Solved – Log-likelihood of multivariate Poisson distribution

multivariate analysispoisson distribution

I'm having difficulty getting the gradient of the log-likelihood of a multivariate Poisson distribution. Here's how I have it setup:

  1. A finite set of finite-dimensional vectors $T$ with elements $\mathbf{t}$
  2. $d$ functions $\left\{f_1,f_2,\dotsc,f_d\right\}$ with compact support.
  3. The parameter of the multivariate Poisson is given by $\lambda_{\mathbf{t}}\left(\boldsymbol{\theta}\right) = \sum_{k=1}^{d}\theta_k f_k\left(\mathbf{t}\right)$.
  4. A sample from this distribution looks like this: $y_\mathbf{t}\sim\textrm{ Poisson}\left(\exp\left(\lambda_{\mathbf{t}}\left(\boldsymbol{\theta}\right)\right)\right)$
  5. Multivariate Poisson likelihood function: $$L\left(\boldsymbol\theta\right)=\prod_{\mathbf{t}\in T}\frac{\exp\left(-\lambda_{\mathbf{t}}\left(\boldsymbol{\theta}\right)\right)\left(\lambda_{\mathbf{t}}\left(\boldsymbol{\theta}\right)\right)^{y_\mathbf{t}}}{y_\mathbf{t}!}$$

Here's where I am:
\begin{align*}
l\left(\boldsymbol\theta\right)&=\sum_{\mathbf{t}\in T}\log\frac{\exp\left(-\lambda_{\mathbf{t}}\left(\boldsymbol{\theta}\right)\right)\left(\lambda_{\mathbf{t}}\left(\boldsymbol\theta\right)\right)^{y_{\mathbf{t}}}}{y_{\mathbf{t}}!}\\
&\ldots\textrm{ a little bit of algebra later }\\\
&=\sum_{\mathbf{t}\in T}\left(-\lambda_\mathbf{t}\left(\boldsymbol\theta\right) + y_\mathbf{t}\log\left(\lambda_\mathbf{t}\left(\boldsymbol\theta\right)\right)\right)-\log\left(y_\mathbf{t}!\right)
\end{align*}

What is the next step to take in terms of the derivatives?

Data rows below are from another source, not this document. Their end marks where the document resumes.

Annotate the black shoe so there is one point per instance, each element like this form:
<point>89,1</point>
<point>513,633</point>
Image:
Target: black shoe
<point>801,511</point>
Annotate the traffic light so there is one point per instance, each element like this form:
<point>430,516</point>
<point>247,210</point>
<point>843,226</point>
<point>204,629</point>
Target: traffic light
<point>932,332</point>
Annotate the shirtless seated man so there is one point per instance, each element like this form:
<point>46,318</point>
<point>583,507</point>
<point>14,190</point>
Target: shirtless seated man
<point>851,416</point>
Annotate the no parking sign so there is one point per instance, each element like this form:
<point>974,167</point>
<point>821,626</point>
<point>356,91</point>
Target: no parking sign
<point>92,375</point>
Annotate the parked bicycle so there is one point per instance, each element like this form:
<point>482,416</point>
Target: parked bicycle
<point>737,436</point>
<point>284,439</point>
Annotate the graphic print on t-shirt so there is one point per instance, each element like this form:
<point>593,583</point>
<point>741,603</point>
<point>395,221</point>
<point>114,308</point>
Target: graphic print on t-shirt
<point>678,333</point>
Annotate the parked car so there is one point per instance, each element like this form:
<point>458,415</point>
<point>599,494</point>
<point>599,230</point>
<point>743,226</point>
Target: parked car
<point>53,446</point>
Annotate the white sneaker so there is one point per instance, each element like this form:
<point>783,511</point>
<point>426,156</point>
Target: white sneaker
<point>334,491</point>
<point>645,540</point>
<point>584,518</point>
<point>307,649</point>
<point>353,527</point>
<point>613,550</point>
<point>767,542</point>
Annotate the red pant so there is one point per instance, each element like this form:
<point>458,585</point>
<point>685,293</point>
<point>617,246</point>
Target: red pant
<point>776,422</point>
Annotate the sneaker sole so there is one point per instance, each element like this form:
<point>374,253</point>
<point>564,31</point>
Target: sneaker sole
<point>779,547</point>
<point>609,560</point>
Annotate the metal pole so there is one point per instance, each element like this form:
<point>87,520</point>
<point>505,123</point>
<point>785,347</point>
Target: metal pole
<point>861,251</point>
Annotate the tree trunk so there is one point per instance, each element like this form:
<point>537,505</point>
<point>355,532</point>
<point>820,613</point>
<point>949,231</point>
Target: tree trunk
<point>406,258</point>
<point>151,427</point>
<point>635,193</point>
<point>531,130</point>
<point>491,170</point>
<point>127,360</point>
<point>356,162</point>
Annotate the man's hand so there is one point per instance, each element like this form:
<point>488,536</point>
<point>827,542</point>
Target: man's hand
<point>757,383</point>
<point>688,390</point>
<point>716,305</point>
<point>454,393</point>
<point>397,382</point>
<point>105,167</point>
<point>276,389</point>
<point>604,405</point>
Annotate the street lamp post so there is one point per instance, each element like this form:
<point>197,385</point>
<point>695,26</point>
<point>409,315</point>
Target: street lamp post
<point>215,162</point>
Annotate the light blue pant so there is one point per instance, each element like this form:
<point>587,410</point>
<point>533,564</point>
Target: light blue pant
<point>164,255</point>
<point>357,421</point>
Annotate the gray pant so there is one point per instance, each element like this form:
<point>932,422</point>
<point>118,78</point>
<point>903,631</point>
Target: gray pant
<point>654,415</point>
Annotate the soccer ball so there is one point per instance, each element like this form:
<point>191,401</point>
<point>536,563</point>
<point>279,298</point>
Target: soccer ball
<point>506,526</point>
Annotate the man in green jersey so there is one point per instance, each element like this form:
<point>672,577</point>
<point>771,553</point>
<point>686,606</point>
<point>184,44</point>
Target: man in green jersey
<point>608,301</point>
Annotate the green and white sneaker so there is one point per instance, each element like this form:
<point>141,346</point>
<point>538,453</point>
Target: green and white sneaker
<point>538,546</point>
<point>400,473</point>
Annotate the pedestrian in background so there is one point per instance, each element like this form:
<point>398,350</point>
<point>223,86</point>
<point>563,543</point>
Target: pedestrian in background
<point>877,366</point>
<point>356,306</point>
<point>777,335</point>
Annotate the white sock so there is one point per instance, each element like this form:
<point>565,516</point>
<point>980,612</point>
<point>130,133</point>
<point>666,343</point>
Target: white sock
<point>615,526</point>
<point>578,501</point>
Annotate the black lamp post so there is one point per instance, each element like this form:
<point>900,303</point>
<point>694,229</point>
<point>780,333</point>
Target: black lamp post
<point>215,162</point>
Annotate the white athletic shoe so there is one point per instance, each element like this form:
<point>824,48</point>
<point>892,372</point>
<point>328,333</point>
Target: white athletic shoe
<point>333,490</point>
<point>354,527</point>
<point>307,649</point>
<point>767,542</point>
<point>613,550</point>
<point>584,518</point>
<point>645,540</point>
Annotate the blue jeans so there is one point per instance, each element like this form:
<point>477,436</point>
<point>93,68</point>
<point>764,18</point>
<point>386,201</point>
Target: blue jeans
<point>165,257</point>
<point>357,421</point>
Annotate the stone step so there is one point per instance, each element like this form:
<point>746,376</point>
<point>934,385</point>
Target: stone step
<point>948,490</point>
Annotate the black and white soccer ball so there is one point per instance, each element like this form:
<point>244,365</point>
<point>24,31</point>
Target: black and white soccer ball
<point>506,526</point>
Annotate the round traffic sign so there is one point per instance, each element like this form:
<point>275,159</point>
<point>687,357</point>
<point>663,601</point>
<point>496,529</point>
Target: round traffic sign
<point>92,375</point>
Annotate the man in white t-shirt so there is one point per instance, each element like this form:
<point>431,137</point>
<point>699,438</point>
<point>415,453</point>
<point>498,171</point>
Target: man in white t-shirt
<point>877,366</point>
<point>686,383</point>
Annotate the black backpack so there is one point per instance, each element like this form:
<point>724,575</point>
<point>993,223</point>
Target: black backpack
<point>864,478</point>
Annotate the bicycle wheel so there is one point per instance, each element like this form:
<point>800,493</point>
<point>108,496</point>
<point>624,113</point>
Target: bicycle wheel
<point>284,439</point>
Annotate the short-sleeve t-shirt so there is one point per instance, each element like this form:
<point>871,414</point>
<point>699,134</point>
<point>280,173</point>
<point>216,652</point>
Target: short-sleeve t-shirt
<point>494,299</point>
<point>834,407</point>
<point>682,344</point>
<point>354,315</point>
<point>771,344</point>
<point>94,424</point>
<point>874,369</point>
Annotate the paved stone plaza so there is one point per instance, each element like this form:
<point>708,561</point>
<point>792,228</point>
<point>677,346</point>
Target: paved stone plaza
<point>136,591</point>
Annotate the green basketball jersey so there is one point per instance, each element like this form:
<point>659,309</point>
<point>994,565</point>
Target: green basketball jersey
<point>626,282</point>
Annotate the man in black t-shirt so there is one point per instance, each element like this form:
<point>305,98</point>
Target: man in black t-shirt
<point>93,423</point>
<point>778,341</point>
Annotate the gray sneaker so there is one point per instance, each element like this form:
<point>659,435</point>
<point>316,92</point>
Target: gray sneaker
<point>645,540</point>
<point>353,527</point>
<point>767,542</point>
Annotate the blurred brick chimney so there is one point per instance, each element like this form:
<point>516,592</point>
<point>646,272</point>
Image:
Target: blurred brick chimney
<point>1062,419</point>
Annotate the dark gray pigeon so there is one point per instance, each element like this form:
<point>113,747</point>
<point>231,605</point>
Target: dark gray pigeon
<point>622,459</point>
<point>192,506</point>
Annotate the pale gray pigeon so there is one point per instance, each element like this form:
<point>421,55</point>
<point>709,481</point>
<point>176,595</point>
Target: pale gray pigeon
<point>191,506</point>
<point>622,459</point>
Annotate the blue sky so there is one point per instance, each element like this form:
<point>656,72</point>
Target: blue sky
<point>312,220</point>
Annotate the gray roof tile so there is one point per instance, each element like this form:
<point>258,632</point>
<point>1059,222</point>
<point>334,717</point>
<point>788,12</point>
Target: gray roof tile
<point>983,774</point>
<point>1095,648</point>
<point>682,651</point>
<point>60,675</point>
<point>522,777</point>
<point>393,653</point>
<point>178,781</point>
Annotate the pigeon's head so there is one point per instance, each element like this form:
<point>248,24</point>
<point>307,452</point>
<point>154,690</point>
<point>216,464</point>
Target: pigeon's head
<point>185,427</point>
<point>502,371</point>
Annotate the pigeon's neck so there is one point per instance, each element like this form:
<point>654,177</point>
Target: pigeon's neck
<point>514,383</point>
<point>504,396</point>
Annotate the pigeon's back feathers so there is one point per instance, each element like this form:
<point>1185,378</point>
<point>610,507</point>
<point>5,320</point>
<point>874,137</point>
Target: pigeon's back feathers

I'm not sure how to take derivatives with respect to $\boldsymbol\theta$ (i.e., what is the resulting type from $\frac{\mathrm{d}}{\mathrm{d}\,\boldsymbol\theta}\left(-\lambda_\mathbf{t}\left(\boldsymbol\theta\right)\right)$; is it a matrix, a vector, etc.). I would appreciate it if people's answers gave as little away about the problem as possible, I'd like to be able to finish deriving the equation myself; I just need a little push in the right direction. Much appreciated!

Best Answer

Well, the $\log( y_{\bf t}!)$ terms don't involve ${\boldsymbol \theta}$, so forget about them. Multivariate derivatives are just concatenations of univariate partial derivatives. By linearity, the elements of the gradient vector are

$$ \frac{ \partial \ell( {\boldsymbol \theta} )}{ \partial \theta_{i}} = \sum_{ {\bf t} \in \mathcal{T} } \frac{ -\partial \lambda_{{\bf t}}({\boldsymbol \theta})}{ \partial \theta_{i}} + y_{{\bf t}} \cdot \frac{ \partial \log (\lambda_{{\bf t}}({\boldsymbol \theta})) }{ \partial \theta_{i}} $$

Given by your expression for $\lambda_{{\bf t}}({\boldsymbol \theta})$,

$$\frac{ \partial \lambda_{{\bf t}}({\boldsymbol \theta})}{ \partial \theta_{i}} = f_{i}( {\bf t}), $$

since you're just differentiating a linear function of $\theta_{i}$. From basic single variable calculus we know that

$$ \frac{ \partial \log(f(x)) }{\partial x} = \frac{1}{f(x)} \cdot \frac{ \partial f(x) }{\partial x}$$

So,

$$ \frac{\partial \log (\lambda_{{\bf t}}({\boldsymbol \theta})) }{ \partial \theta_{i}} = \frac{ f_{i}( {\bf t}) }{\sum_{k=1}^{d}\theta_k f_k\left(\mathbf{t}\right)} $$

Plug these parts back into the first equation above to get the score function.